Red Hat Bugzilla – Bug 11320
kernel-2.2.14-12 crashes after multiple failed connect() calls on same socket
Last modified: 2008-05-01 11:37:55 EDT
This is a severe bug that crashes kernel-2.2.14-12 (SMP and UP), as well as
its predecessors. It shows up when a program makes multiple calls to
connect(), using the same socket for each call. If the connect() calls
fail repeatedly with "Connection refused", the kernel will crash out after
just a few calls.
The problem is aggravated if other system calls are made between calls to
connect(). I use a call to sleep(1) in my example program. In this case
the kernel will usually fail after three to six cycles.
I also tested this on a kernel 2.2.14 I built myself from the tarball, and
it did not crash. It returned "Connection refused" the first time, and
"Invalid argument" after that. (The connect() man page insinuates that
this is incorrect as well, but that's a different story.)

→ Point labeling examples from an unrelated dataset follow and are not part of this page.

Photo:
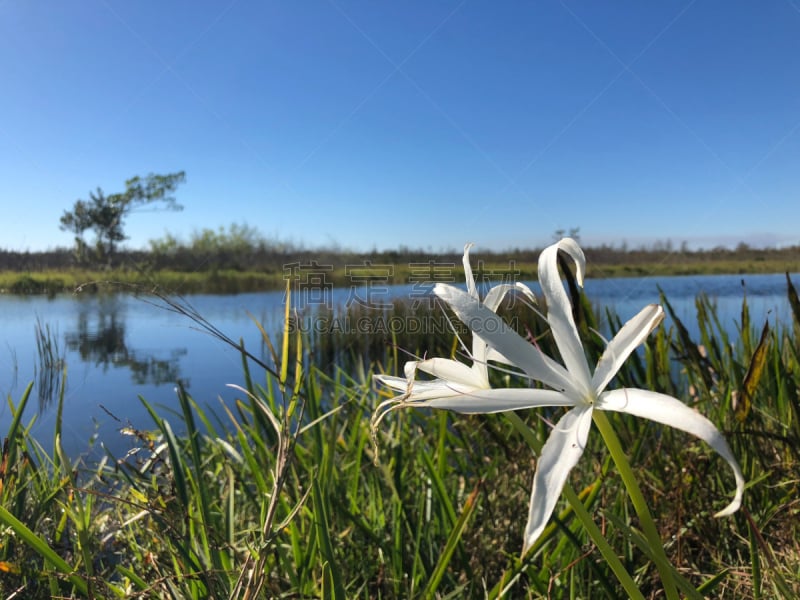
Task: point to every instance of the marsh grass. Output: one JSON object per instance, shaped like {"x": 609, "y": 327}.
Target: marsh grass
{"x": 279, "y": 494}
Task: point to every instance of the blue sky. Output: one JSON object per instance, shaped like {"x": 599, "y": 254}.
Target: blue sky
{"x": 425, "y": 124}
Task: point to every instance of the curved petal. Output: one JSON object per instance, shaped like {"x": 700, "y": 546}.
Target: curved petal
{"x": 472, "y": 289}
{"x": 481, "y": 352}
{"x": 559, "y": 309}
{"x": 414, "y": 391}
{"x": 494, "y": 331}
{"x": 396, "y": 383}
{"x": 495, "y": 400}
{"x": 560, "y": 453}
{"x": 626, "y": 341}
{"x": 455, "y": 371}
{"x": 495, "y": 295}
{"x": 671, "y": 411}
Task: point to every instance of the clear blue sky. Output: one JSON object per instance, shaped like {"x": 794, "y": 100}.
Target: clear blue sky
{"x": 425, "y": 123}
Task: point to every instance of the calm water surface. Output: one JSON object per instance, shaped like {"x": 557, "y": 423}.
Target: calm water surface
{"x": 119, "y": 347}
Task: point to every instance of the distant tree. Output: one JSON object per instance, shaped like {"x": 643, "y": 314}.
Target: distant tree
{"x": 106, "y": 214}
{"x": 574, "y": 233}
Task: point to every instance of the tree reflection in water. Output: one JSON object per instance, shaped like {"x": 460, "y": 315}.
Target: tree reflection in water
{"x": 100, "y": 338}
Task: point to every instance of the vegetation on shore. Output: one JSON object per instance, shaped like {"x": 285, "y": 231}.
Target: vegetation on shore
{"x": 278, "y": 495}
{"x": 238, "y": 259}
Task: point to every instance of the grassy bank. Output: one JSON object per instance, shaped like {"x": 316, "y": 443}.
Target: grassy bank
{"x": 231, "y": 281}
{"x": 278, "y": 495}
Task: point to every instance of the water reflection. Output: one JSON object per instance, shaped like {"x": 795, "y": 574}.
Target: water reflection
{"x": 100, "y": 338}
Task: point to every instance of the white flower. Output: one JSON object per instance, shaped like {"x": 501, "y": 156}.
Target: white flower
{"x": 571, "y": 384}
{"x": 453, "y": 378}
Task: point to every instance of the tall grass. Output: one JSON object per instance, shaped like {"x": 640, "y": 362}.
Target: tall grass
{"x": 279, "y": 494}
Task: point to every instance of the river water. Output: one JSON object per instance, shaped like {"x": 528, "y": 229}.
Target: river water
{"x": 118, "y": 347}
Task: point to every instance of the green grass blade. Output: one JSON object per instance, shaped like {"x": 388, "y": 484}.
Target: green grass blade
{"x": 42, "y": 549}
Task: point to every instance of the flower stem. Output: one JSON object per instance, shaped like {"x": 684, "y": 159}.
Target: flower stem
{"x": 639, "y": 504}
{"x": 582, "y": 514}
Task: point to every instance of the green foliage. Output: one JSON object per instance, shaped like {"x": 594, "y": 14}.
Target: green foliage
{"x": 278, "y": 493}
{"x": 106, "y": 214}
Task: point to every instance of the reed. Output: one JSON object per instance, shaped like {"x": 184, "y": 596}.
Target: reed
{"x": 278, "y": 494}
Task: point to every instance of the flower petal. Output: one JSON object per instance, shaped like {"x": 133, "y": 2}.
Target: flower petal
{"x": 495, "y": 295}
{"x": 559, "y": 310}
{"x": 455, "y": 371}
{"x": 472, "y": 289}
{"x": 414, "y": 391}
{"x": 626, "y": 341}
{"x": 490, "y": 401}
{"x": 560, "y": 453}
{"x": 671, "y": 411}
{"x": 494, "y": 331}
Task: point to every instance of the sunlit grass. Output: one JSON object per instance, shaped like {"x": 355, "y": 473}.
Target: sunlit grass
{"x": 278, "y": 493}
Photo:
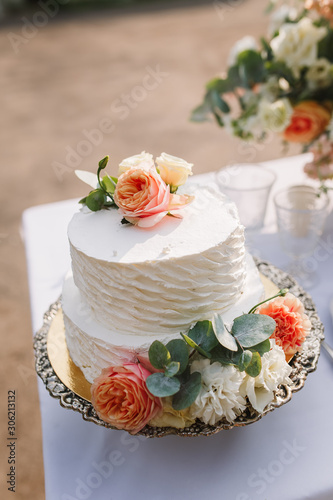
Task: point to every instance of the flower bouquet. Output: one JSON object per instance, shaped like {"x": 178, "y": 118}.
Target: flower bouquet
{"x": 283, "y": 86}
{"x": 208, "y": 375}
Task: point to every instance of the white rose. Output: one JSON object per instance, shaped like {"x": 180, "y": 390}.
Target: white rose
{"x": 320, "y": 74}
{"x": 219, "y": 396}
{"x": 143, "y": 160}
{"x": 280, "y": 16}
{"x": 246, "y": 43}
{"x": 275, "y": 116}
{"x": 274, "y": 371}
{"x": 296, "y": 44}
{"x": 174, "y": 171}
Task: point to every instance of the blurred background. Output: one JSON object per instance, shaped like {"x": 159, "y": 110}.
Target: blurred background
{"x": 81, "y": 79}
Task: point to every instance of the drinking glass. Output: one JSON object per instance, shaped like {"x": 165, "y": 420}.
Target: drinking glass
{"x": 301, "y": 214}
{"x": 248, "y": 185}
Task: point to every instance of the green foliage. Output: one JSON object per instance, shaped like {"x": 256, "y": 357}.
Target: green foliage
{"x": 252, "y": 329}
{"x": 223, "y": 336}
{"x": 254, "y": 368}
{"x": 172, "y": 369}
{"x": 159, "y": 356}
{"x": 251, "y": 68}
{"x": 179, "y": 352}
{"x": 95, "y": 200}
{"x": 188, "y": 392}
{"x": 244, "y": 360}
{"x": 203, "y": 335}
{"x": 162, "y": 386}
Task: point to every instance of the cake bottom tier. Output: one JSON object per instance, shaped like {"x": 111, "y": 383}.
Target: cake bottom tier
{"x": 93, "y": 347}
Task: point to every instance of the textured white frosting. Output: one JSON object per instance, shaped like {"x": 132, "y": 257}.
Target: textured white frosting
{"x": 93, "y": 346}
{"x": 163, "y": 279}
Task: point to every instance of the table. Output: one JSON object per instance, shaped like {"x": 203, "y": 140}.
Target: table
{"x": 285, "y": 456}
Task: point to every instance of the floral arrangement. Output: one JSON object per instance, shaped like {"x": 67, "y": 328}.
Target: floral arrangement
{"x": 210, "y": 373}
{"x": 283, "y": 85}
{"x": 144, "y": 192}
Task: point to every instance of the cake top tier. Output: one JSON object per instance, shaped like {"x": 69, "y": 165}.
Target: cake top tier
{"x": 206, "y": 222}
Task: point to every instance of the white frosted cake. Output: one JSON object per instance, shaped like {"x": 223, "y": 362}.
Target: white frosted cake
{"x": 130, "y": 286}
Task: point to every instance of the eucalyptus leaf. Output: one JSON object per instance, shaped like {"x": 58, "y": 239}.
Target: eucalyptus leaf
{"x": 188, "y": 392}
{"x": 95, "y": 200}
{"x": 179, "y": 352}
{"x": 252, "y": 329}
{"x": 254, "y": 368}
{"x": 172, "y": 369}
{"x": 203, "y": 335}
{"x": 225, "y": 356}
{"x": 262, "y": 347}
{"x": 223, "y": 336}
{"x": 159, "y": 355}
{"x": 244, "y": 360}
{"x": 161, "y": 386}
{"x": 195, "y": 346}
{"x": 108, "y": 184}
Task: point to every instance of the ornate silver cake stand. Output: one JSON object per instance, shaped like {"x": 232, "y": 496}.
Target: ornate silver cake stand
{"x": 302, "y": 364}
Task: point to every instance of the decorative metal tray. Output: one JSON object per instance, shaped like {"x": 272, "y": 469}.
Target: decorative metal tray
{"x": 302, "y": 364}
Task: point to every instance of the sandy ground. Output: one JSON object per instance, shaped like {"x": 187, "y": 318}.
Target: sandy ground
{"x": 124, "y": 81}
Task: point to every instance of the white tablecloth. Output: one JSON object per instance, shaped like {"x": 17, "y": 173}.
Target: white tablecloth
{"x": 286, "y": 455}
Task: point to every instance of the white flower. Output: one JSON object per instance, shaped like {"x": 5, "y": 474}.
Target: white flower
{"x": 280, "y": 16}
{"x": 271, "y": 89}
{"x": 219, "y": 395}
{"x": 143, "y": 160}
{"x": 275, "y": 116}
{"x": 320, "y": 73}
{"x": 296, "y": 44}
{"x": 274, "y": 371}
{"x": 246, "y": 43}
{"x": 174, "y": 171}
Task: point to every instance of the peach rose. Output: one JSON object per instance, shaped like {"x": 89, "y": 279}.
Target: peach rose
{"x": 308, "y": 121}
{"x": 121, "y": 398}
{"x": 144, "y": 198}
{"x": 292, "y": 324}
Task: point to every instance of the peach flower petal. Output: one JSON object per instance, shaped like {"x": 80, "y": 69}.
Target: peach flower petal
{"x": 121, "y": 398}
{"x": 292, "y": 324}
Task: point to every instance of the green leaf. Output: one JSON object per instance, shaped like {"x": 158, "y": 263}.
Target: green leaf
{"x": 179, "y": 352}
{"x": 102, "y": 164}
{"x": 161, "y": 386}
{"x": 262, "y": 347}
{"x": 254, "y": 368}
{"x": 225, "y": 356}
{"x": 172, "y": 369}
{"x": 217, "y": 101}
{"x": 188, "y": 392}
{"x": 108, "y": 184}
{"x": 195, "y": 346}
{"x": 251, "y": 67}
{"x": 203, "y": 335}
{"x": 252, "y": 329}
{"x": 220, "y": 85}
{"x": 244, "y": 360}
{"x": 159, "y": 355}
{"x": 223, "y": 336}
{"x": 95, "y": 200}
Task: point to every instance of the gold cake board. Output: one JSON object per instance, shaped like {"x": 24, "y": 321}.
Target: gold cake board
{"x": 69, "y": 374}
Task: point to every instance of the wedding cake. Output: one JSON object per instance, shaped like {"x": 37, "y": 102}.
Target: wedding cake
{"x": 163, "y": 310}
{"x": 130, "y": 286}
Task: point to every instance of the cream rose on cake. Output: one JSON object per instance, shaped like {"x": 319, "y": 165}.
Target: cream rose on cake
{"x": 174, "y": 171}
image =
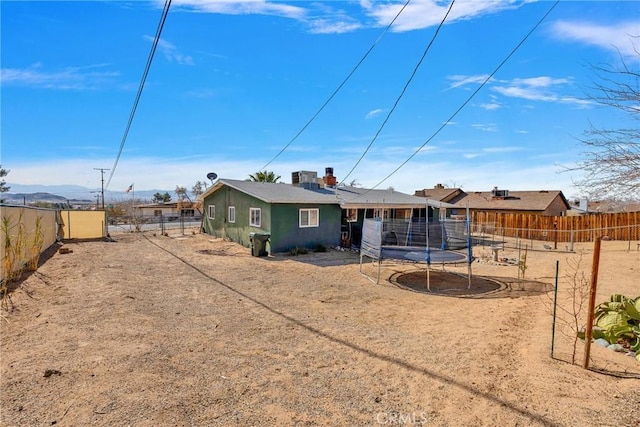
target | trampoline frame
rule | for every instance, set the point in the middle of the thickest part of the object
(373, 247)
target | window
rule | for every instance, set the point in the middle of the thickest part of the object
(309, 218)
(352, 215)
(255, 217)
(380, 213)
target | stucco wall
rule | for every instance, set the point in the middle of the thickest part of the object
(31, 219)
(83, 224)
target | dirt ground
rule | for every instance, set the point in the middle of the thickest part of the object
(181, 330)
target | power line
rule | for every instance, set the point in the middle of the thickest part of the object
(335, 92)
(513, 51)
(102, 171)
(163, 17)
(404, 89)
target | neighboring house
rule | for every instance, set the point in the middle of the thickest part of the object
(543, 202)
(307, 213)
(167, 210)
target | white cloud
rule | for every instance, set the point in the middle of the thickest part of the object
(242, 7)
(487, 127)
(171, 52)
(491, 106)
(462, 80)
(540, 88)
(421, 14)
(371, 114)
(69, 78)
(614, 37)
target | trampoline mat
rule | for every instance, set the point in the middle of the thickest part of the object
(412, 253)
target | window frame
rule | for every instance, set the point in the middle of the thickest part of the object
(231, 213)
(309, 223)
(257, 211)
(350, 215)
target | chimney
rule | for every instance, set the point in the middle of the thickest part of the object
(328, 178)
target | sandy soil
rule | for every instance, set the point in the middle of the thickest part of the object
(154, 330)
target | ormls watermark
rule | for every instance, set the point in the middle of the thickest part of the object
(393, 418)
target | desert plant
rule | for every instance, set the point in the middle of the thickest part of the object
(12, 260)
(577, 294)
(36, 245)
(618, 322)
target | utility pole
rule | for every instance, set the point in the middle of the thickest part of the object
(102, 171)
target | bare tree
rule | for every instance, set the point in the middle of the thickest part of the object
(611, 162)
(3, 185)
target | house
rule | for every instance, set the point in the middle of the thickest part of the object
(307, 213)
(292, 215)
(167, 210)
(543, 202)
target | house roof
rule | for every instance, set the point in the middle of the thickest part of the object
(275, 192)
(439, 193)
(347, 197)
(158, 205)
(516, 201)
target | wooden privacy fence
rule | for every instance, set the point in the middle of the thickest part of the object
(614, 226)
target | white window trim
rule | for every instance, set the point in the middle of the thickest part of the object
(309, 224)
(251, 222)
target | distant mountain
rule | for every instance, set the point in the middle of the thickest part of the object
(76, 193)
(27, 198)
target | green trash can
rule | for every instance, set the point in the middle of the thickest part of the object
(259, 243)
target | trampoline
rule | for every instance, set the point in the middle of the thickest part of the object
(417, 254)
(431, 242)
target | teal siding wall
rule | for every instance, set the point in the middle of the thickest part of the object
(280, 220)
(286, 232)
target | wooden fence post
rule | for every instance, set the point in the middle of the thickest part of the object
(592, 300)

For example code, see http://www.cpons.com/linux-bug/bomb_kernel.c
And sync your disks before running it...
Created attachment 230 [details]
Test program to show the bug.
This is a duplicate of bug reported 4/22 on rawhide #10986 FYI, example code is
included there as well.
Verified this is the case. Its also not the known bug we found with
daddr=0. There is something more fundamentally [word not allowed on a public web
site] with this. The trace shows the daddr based check doesnt seem to be working
at all. Might be a connect in progress code path bug ?
Cause identified. Im working on what needs to get fixed, and checking with
people so I dont break something else in the process
I have been having occasional (roughly weekly) system crashes with the
2.2.14-5.0 kernel which seem to match the above description. Not surprisingly,
no info about the crash could be found in any of the system logs.
I decided to test the kernel bug reported here and of course the test program
bomb_kernel.c does the job of killing off the 2.2.15-5.0 kernel after 3-6
I also tried bomb_kernel.c on my custom built 2.2.16 kernel and everything seems
fine now. I get
Trial: 1 connect: Connection refused
Trial: 2 connect: Connection refused
up to the 411th time it tries to make the connection, whereafter I get
Trial: 411 connect: No buffer space available
Trial: 412 connect: No buffer space available
and so on.
In any case the kernel didn't crash, which was nice, and hasn't so far. I'm just
waiting to see if this has cleared up my almost weekly system crashes....
I ran into this truly annoying problem and found a way around it.
You can workaround this bug in user level code by doing this:
0. Open socket
1. connect using that newly opened fd ONCE, if it fails for whatever reason.
2. close socket
3. repeat 0 as many times as you want to try connecting to the service.
Normally, people open a socket and it stays alive during each connect
attempt and then close it if all of the atteptms fail. In this case, you close
the fd and reopen it anew for every connect attempt.
Hope this helps.....
Alan, was this fixed in our 2.2.16-3 kernel as I suspect?
DaveM fixed it yes